A marketplace suffered duplicate charges during partner flaps. Adding idempotency keys, outbox publishing, and consumer dedupe eliminated repeats despite retries. A logistics integrator faced queue jams from poison messages; introducing DLQs with replay and payload linting cut manual unblocks from hours to minutes. A fintech stabilized third-party calls with circuit breakers and jittered backoff; error budget alerts replaced CPU pages, halving false alarms and MTTR. A subscription platform modeled sign-up + billing as a saga; compensations (refund, revoke access) turned partial failures into predictable outcomes and reduced support tickets.

‍

Key Takeaways

• Classify errors; handle persistent ones without retry and transient ones with discipline.
  
• Make operations idempotent; use outbox and consumer dedupe to enable safe retries.
  
• Apply timeouts, exponential backoff with jitter, and circuit breakers.
  
• Use DLQs and replay tools for poison messages and auditability.
  
• Orchestrate multi-step flows with sagas and compensations, and instrument everything with metrics, logs, and traces.
  
  

Practice Exercise

Scenario:
You own an order-to-shipment integration spanning a storefront, payment processor, inventory service, and a 3PL API. Incidents include duplicate shipments, stuck queues, and hard-to-trace partner outages.

Tasks:

1. Add idempotency: assign an operation ID at checkout; persist a processed-key store; implement an outbox to publish “order_paid” atomically with the payment write.
   
2. Introduce retry middleware with per-step timeouts and exponential backoff + jitter; cap attempts by elapsed time.

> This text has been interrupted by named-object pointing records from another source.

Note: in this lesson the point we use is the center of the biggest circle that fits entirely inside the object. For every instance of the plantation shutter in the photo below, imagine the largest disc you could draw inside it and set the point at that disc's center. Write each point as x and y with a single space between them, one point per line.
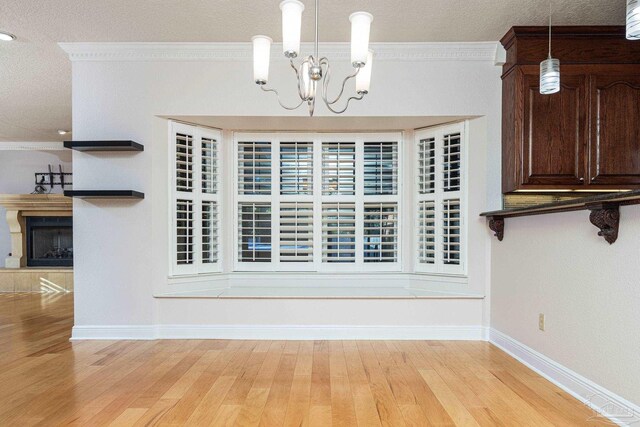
380 168
254 232
339 232
196 222
338 168
451 244
209 232
380 232
254 167
451 162
426 232
440 191
184 162
184 232
296 168
427 165
209 147
296 232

Respect partner 429s.
   
3. Protect dependencies with a circuit breaker; expose breaker state in metrics and a safe toggle.
   
4. Model the flow as a saga: reserve inventory → charge card → create 3PL shipment; define compensations (release stock, refund, cancel label) and persist saga state.
   
5. Configure DLQs for workers after N failures; build a replay console that shows payload digest, attempts, last error, and compensation status.
   
6. Implement observability: structured logs with correlation IDs across all hops, RED metrics, queue depth, DLQ size, and distributed tracing to the 3PL boundary.
   
7. Create SLOs (success rate, p95 end-to-end latency) and burn-rate alerts; write runbooks for “3PL outage,” “schema mismatch,” and “duplicate event.”
   
   

Deliverable:
A working prototype or design doc proving disciplined error handling, safe retries, actionable monitoring, and maintainable integration workflows with clear recovery paths.